Here’s a really good article on the Pakistani authorities’ neglect of Lahore – a neglect that borders on contempt for that truly venerable city and its innumerable treasures — by Simon Jenkins of the Guardian. Jenkins manages to touch on the many layers of Pakistan’s history (pre-Islamic, Mogul, British Raj) that have bequeathed countless impressive, often dazzling, monuments and relics, to the modern day city of Lahore. Only, that is, for Pakistan’s current totalitarian regime to allow them to fall derelict or to demolish them for short term profit in a society where corruption is the norm. Of course this has to be understood in the context of a country where the treatment of most human beings and the low cost placed on their lives and wellbeing is the greatest outrage. That understood, I have to confess that being of Pakistani origin myself I am angry at the thought that so much of my heritage (and not just in Lahore, where it is most tragically apparent) is being wiped out as a result of greed and carelessness. I was in Lahore in 2005 and was absolutely amazed at how beautiful it was, and that a city with such an illustrious past, a past still visible in the streets and boulevards, within the Walled City, was practically unknown here in the West where we continually exalt places like Paris, Rome, and Venice — who knew dirty little Pakistan held such a jewel?

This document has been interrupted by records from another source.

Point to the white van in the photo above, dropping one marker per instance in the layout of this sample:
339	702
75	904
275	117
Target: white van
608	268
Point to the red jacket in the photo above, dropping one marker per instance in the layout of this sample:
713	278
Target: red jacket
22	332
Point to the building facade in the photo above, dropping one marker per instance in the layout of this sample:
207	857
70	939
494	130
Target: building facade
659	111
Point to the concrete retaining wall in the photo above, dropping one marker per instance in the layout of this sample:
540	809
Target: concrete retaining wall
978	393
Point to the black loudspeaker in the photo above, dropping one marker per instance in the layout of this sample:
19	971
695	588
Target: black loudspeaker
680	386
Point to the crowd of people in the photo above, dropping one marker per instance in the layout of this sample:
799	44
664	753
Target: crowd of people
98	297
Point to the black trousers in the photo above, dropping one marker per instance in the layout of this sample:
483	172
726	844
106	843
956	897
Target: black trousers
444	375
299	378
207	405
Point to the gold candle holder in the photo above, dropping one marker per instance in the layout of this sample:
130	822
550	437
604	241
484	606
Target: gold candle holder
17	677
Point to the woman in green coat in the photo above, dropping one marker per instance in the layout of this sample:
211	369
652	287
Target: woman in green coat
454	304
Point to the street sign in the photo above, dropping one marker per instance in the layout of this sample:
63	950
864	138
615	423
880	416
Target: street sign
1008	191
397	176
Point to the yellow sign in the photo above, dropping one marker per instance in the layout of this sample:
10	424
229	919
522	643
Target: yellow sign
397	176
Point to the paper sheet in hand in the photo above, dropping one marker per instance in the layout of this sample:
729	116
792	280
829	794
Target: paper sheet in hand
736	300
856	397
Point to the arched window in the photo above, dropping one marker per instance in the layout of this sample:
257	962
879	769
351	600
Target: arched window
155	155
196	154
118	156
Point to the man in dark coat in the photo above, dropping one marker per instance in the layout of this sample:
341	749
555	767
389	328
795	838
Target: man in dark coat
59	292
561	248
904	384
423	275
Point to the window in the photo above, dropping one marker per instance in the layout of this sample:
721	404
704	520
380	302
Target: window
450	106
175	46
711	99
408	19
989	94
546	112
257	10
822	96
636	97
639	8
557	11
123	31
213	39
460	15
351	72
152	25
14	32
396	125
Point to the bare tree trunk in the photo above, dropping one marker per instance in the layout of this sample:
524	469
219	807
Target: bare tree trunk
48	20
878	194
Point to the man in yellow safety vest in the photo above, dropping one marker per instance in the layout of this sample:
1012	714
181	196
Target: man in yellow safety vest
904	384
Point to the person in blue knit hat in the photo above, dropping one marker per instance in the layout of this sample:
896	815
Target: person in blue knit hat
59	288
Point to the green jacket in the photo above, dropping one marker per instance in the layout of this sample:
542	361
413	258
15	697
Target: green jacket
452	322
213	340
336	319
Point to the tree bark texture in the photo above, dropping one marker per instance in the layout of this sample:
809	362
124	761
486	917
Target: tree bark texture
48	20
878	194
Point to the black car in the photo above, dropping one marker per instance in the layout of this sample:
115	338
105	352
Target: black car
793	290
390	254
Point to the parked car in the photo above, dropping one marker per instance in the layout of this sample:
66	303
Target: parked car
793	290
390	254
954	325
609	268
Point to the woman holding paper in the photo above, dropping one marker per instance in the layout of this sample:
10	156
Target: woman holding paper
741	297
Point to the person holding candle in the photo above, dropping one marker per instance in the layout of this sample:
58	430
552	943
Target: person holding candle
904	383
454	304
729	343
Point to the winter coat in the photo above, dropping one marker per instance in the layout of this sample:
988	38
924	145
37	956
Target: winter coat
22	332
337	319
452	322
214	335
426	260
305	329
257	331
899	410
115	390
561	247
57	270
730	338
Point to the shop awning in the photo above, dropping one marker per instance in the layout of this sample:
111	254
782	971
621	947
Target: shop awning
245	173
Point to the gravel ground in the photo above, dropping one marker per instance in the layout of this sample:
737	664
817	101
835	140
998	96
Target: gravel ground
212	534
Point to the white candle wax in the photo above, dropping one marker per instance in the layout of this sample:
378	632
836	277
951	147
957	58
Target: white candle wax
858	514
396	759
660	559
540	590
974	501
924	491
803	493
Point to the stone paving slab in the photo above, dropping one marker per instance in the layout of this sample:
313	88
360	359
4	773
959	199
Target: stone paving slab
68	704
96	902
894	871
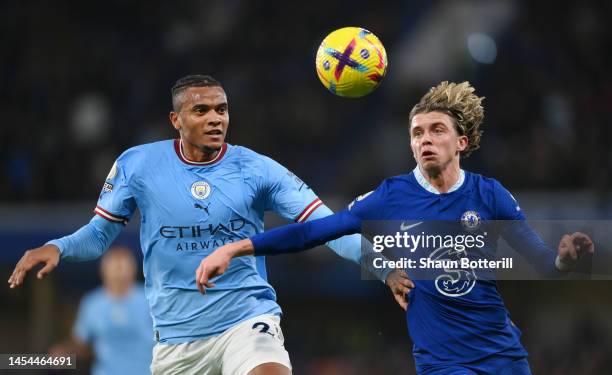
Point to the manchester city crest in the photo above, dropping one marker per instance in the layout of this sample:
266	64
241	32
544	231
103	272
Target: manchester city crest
470	220
200	189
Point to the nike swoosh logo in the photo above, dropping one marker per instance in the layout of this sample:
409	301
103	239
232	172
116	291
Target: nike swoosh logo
405	227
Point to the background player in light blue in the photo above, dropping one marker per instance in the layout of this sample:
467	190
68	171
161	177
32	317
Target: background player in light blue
114	320
454	331
194	194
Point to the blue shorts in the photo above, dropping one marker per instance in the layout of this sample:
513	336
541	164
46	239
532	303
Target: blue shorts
518	367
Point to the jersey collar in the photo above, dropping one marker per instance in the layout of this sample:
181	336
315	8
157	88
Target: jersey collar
178	147
430	188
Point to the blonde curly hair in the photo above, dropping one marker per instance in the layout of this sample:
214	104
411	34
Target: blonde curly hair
459	102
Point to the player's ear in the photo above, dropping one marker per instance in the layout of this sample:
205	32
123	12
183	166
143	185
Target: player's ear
175	120
462	143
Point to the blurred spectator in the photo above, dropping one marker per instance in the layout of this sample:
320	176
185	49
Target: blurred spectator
113	321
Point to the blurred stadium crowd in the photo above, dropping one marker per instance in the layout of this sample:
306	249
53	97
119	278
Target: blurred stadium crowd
80	82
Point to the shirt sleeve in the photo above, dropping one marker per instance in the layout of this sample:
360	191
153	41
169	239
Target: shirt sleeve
286	194
90	241
301	236
115	206
116	203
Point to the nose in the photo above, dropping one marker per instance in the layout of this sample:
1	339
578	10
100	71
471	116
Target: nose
426	139
214	120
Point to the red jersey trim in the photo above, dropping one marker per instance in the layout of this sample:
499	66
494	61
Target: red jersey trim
110	217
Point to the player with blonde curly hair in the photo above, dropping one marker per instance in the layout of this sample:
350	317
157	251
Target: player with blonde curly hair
457	320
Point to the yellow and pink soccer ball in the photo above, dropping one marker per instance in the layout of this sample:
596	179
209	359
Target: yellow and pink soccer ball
351	62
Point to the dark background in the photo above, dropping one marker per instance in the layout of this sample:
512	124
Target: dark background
80	82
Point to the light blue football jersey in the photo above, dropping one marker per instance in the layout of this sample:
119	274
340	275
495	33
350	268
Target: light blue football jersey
189	209
119	330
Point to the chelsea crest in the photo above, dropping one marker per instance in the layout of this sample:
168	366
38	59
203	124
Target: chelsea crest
470	220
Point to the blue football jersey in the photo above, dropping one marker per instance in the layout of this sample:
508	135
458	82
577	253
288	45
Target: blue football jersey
188	209
454	323
462	326
119	330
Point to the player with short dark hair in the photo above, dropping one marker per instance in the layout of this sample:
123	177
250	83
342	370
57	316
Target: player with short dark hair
195	194
114	320
457	327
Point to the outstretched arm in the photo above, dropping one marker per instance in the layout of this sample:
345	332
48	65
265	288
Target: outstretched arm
293	238
545	260
280	240
87	243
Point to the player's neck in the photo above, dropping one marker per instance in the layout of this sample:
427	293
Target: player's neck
196	154
442	179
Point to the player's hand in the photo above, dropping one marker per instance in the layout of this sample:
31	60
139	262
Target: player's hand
47	254
571	248
400	286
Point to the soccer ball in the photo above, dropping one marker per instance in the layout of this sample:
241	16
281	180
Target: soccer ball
351	62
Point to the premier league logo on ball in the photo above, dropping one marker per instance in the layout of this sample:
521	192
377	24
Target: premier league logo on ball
470	220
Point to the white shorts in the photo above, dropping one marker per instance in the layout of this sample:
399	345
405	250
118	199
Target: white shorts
234	352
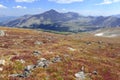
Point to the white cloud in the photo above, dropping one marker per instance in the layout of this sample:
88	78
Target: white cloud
2	6
108	2
20	7
25	0
66	1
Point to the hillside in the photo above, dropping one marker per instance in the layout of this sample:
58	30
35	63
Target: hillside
70	21
57	57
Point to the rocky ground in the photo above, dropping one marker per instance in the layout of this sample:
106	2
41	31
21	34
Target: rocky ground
36	55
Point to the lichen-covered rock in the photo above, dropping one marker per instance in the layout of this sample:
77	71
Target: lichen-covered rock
2	33
56	59
2	62
42	63
36	52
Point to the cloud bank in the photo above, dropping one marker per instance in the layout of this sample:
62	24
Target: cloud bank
108	2
2	6
66	1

I guess a part of it is selfishishness: being Pakistani (well of Pakistani-origin anyway) I’d much rather for my own sense of self-esteem that Pakistan were known for the exquisite mogul architecture of Lahore and the stupendous beauty of the Karkorams, things like that, than as a hotbed of terrorism and fundamentalism, whose people are eminently expendable and whose only real worth is strategic in the war against (some) terror. And this is because no matter how hard I try to convince myself otherwise, to rid myself of this habit of thought, I do identify myself with that Godforsaken country — it’s in the blood.